Come 2028, companies like Norfolk Southern and Southwest Airlines are likely to remember how well Pete looked after them during these trying times. Both firms are generous political donors. In 2022, Norfolk Southern’s “Good Government” PAC donated $725,000 to federal candidates, including $10,000 each to top Democrats Steny Hoyer, James Clyburn, and Hakeem Jeffries. Southwest Airlines, between PACs and individual employee donations, wrote over $600,000 in campaign contributions to both Democrats and Republicans. Clearly, air and rail companies have deep pockets, and they aren’t shy about buying political influence.
And so Pete Buttigieg, in typical Democrat fashion, is simultaneously courting big money donors with corporate-friendly policy, and voters of color with platitudinous gestures.

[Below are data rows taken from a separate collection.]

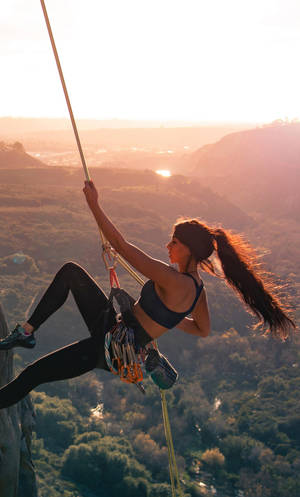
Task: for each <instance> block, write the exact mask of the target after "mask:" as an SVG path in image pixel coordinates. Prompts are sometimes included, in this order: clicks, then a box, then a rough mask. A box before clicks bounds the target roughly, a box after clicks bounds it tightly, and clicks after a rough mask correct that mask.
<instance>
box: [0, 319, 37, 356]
mask: <svg viewBox="0 0 300 497" xmlns="http://www.w3.org/2000/svg"><path fill="white" fill-rule="evenodd" d="M35 343H36V342H35V338H34V335H33V333H30V335H27V334H26V331H25V330H24V328H22V326H21V325H20V324H17V326H16V327H15V329H14V330H13V331H12V332H11V333H10V334H9V335H7V337H5V338H3V339H2V340H0V350H9V349H12V348H13V347H25V348H27V349H33V347H34V346H35Z"/></svg>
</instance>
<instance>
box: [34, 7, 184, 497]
mask: <svg viewBox="0 0 300 497" xmlns="http://www.w3.org/2000/svg"><path fill="white" fill-rule="evenodd" d="M40 2H41V6H42V9H43V13H44V18H45V22H46V26H47V30H48V34H49V38H50V41H51V45H52V50H53V54H54V57H55V61H56V65H57V69H58V72H59V76H60V81H61V84H62V87H63V91H64V95H65V99H66V103H67V107H68V111H69V115H70V119H71V123H72V127H73V131H74V135H75V138H76V143H77V148H78V151H79V155H80V159H81V163H82V166H83V169H84V173H85V177H86V180H87V181H90V175H89V171H88V167H87V165H86V161H85V157H84V154H83V150H82V147H81V142H80V138H79V133H78V130H77V126H76V121H75V118H74V114H73V110H72V106H71V102H70V99H69V95H68V90H67V86H66V83H65V79H64V75H63V71H62V68H61V64H60V60H59V56H58V52H57V49H56V45H55V40H54V37H53V33H52V29H51V25H50V21H49V17H48V13H47V9H46V5H45V2H44V0H40ZM99 232H100V237H101V240H102V245H104V243H105V238H104V235H103V233H102V231H101V230H100V228H99ZM116 258H117V260H118V262H119V263H120V264H121V266H123V268H124V269H125V270H126V271H127V272H128V273H129V274H130V275H131V276H132V277H133V278H134V279H135V280H136V281H137V282H138V283H140V284H141V285H143V283H144V281H143V279H142V278H141V277H140V276H139V275H138V274H137V273H136V272H135V271H134V269H133V268H132V267H131V266H130V265H129V264H128V263H127V262H126V261H125V260H124V259H123V258H122V257H121V256H120V255H119V254H116ZM160 395H161V405H162V414H163V421H164V430H165V437H166V442H167V448H168V458H169V472H170V481H171V489H172V497H176V484H177V492H178V494H177V495H178V496H179V497H182V496H183V494H182V490H181V485H180V480H179V474H178V468H177V463H176V458H175V451H174V445H173V438H172V432H171V426H170V420H169V415H168V409H167V401H166V395H165V392H164V391H162V390H160Z"/></svg>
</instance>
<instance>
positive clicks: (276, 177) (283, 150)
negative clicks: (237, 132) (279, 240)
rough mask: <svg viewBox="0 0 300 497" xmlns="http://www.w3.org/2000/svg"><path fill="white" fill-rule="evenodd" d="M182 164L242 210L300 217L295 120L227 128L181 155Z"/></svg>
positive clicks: (297, 145) (283, 215) (187, 169)
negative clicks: (219, 138) (186, 160)
mask: <svg viewBox="0 0 300 497" xmlns="http://www.w3.org/2000/svg"><path fill="white" fill-rule="evenodd" d="M185 168H186V169H185V170H186V172H187V173H188V174H193V175H196V176H197V177H198V178H201V180H202V181H203V182H204V183H205V184H207V185H208V186H209V187H210V188H212V189H213V190H214V191H216V192H218V193H219V194H220V195H226V197H227V198H229V199H231V200H232V202H234V203H235V204H236V205H238V206H239V207H240V208H242V209H244V210H245V211H247V212H252V213H264V214H267V215H270V216H271V217H272V216H274V217H276V218H278V217H280V218H283V217H288V218H289V219H295V220H296V221H297V222H300V200H299V191H298V190H299V188H298V186H299V184H300V123H298V122H296V123H291V124H290V123H286V122H275V123H273V125H269V126H264V127H261V128H257V129H252V130H247V131H241V132H239V133H232V134H229V135H226V136H225V137H223V138H222V139H221V140H220V141H218V142H216V143H214V144H212V145H206V146H204V147H202V148H200V149H199V150H198V151H196V152H195V153H194V154H192V155H191V156H189V157H188V158H187V161H186V163H185Z"/></svg>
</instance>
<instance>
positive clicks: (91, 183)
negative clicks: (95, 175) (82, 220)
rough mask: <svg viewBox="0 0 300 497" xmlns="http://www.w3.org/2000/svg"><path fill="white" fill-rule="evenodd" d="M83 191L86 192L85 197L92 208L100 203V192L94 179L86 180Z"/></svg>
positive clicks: (84, 192)
mask: <svg viewBox="0 0 300 497" xmlns="http://www.w3.org/2000/svg"><path fill="white" fill-rule="evenodd" d="M82 191H83V193H84V194H85V198H86V201H87V204H88V206H89V208H90V209H91V210H93V208H94V207H96V206H97V205H98V192H97V189H96V187H95V185H94V183H93V182H92V181H85V182H84V188H83V190H82Z"/></svg>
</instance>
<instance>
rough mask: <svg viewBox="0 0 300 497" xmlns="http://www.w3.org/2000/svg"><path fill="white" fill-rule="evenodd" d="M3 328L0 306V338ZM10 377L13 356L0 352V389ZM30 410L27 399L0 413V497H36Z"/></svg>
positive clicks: (12, 373)
mask: <svg viewBox="0 0 300 497" xmlns="http://www.w3.org/2000/svg"><path fill="white" fill-rule="evenodd" d="M7 332H8V330H7V324H6V321H5V317H4V313H3V310H2V307H1V305H0V338H3V337H5V336H6V335H7ZM12 377H13V352H12V351H8V352H3V351H0V386H3V385H5V384H6V383H8V382H9V381H10V380H11V379H12ZM33 426H34V410H33V406H32V403H31V400H30V397H29V396H27V397H26V398H25V399H23V400H22V401H21V402H19V403H18V404H16V405H14V406H11V407H9V408H8V409H0V496H1V497H37V495H38V493H37V485H36V478H35V472H34V467H33V463H32V460H31V435H32V429H33Z"/></svg>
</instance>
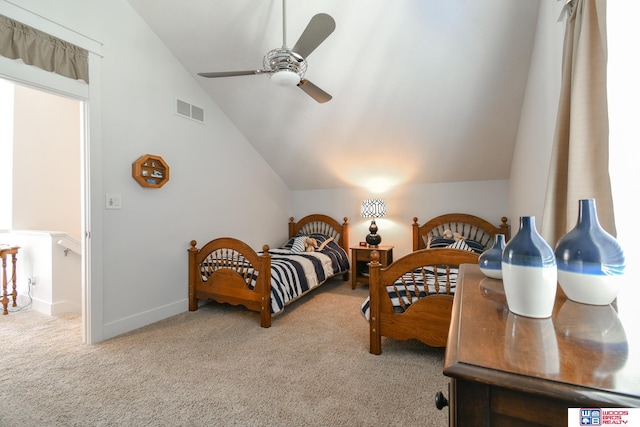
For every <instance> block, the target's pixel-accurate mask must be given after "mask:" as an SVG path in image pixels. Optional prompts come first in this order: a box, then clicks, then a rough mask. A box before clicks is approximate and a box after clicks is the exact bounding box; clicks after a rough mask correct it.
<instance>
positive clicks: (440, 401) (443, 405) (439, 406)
mask: <svg viewBox="0 0 640 427" xmlns="http://www.w3.org/2000/svg"><path fill="white" fill-rule="evenodd" d="M445 406H449V401H448V400H447V398H446V397H444V394H443V393H442V392H441V391H439V392H437V393H436V408H438V409H440V410H442V408H444V407H445Z"/></svg>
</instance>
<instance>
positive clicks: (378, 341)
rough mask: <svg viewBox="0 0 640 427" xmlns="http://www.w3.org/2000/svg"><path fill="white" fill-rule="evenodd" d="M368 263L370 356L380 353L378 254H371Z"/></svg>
mask: <svg viewBox="0 0 640 427" xmlns="http://www.w3.org/2000/svg"><path fill="white" fill-rule="evenodd" d="M370 257H371V261H370V262H369V264H368V265H369V293H370V298H371V300H370V303H369V351H370V352H371V354H380V353H382V336H381V335H380V303H379V302H380V295H379V294H378V292H380V286H379V281H380V266H381V265H382V264H380V262H379V260H380V254H379V253H378V251H372V252H371V255H370Z"/></svg>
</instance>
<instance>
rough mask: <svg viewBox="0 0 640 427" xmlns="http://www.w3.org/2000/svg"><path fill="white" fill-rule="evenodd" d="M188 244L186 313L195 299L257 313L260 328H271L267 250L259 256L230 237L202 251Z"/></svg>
mask: <svg viewBox="0 0 640 427" xmlns="http://www.w3.org/2000/svg"><path fill="white" fill-rule="evenodd" d="M196 245H197V242H196V241H195V240H192V241H191V248H190V249H189V250H188V251H189V310H190V311H195V310H197V309H198V299H212V300H214V301H216V302H219V303H228V304H231V305H243V306H245V307H246V308H247V309H249V310H252V311H257V312H259V313H260V326H262V327H263V328H268V327H270V326H271V309H270V299H271V256H270V255H269V253H268V251H269V246H268V245H264V246H263V247H262V251H263V253H262V254H261V255H259V254H258V253H256V252H255V251H254V250H253V249H251V247H250V246H248V245H247V244H246V243H244V242H242V241H240V240H238V239H234V238H231V237H223V238H219V239H214V240H212V241H210V242H209V243H207V244H206V245H204V246H203V247H202V248H201V249H198V248H197V247H196Z"/></svg>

Unfortunately for Pete, his brand of transparent virtue-signaling plays much better with guilty neurotic white liberals than it does with actual POC, which is why my money is still on Pete’s next Presidential campaign faring roughly the same as his previous one. But, importantly, he won’t do worse than last time despite his embarrassing performance at his current job. Even after his egregious non-response to this most recent disaster, the Democratic base of shallow and self-serving PMC automatons rushed to his defense. None did so more outrageously than Brian Krassenstein, who both defended Pete’s inaction and then gaslighted an angry Ohio resident to further excuse it in the following exchange:
Anyone who’s spent any length of time debating the likes of Krassenstein knows he’s far from alone in his abject partisan hackery. This mindless defense of prominent party officials is the rule, not the exception, amongst rank and file Democrats. And there simply is no evidence to suggest that this dynamic will change anytime before the 2028 primary.
Therefore, while Pete’s cynical triangulation as head of the DOT is likely not enough to propel him to the Democratic nomination, much less the Presidency, it’s also certain not to cost him all that much politically. His ultimate calculation - that he can get away with screwing ordinary people at corporate donors’ behest and stay on the base’s good side with flowery rhetoric and superficial pandering - is, unfortunately, correct.
It’s a tried and true recipe for success within the Democratic Party, and the voters themselves are to blame for it. After all, they’re the ones who’ve failed to hold any of their own accountable for such treachery. From Bill Clinton announcing his Presidential candidacy at the literal birthplace of the KKK, to Barack Obama letting bankers skate after the 2008 financial crisis and instead sicking his DOJ on homeowners, to Hillary’s support for the Iraq War, to Biden’s appalling record on criminal justice, foreign policy, bankruptcy legislation, and much more, Democratic voters have rewarded just about every double-talking weasel they’ve had the chance to since before Pete Buttigieg was born. Given this history, why shouldn’t he think he may be next in line, and why wouldn’t he act accordingly?
So no, this isn’t simply incompetence on Pete’s part. He’s executing his plan with the precision for which his bloodsucking consultant class is known. And while he’s probably not gaining ground, he’s not losing any either.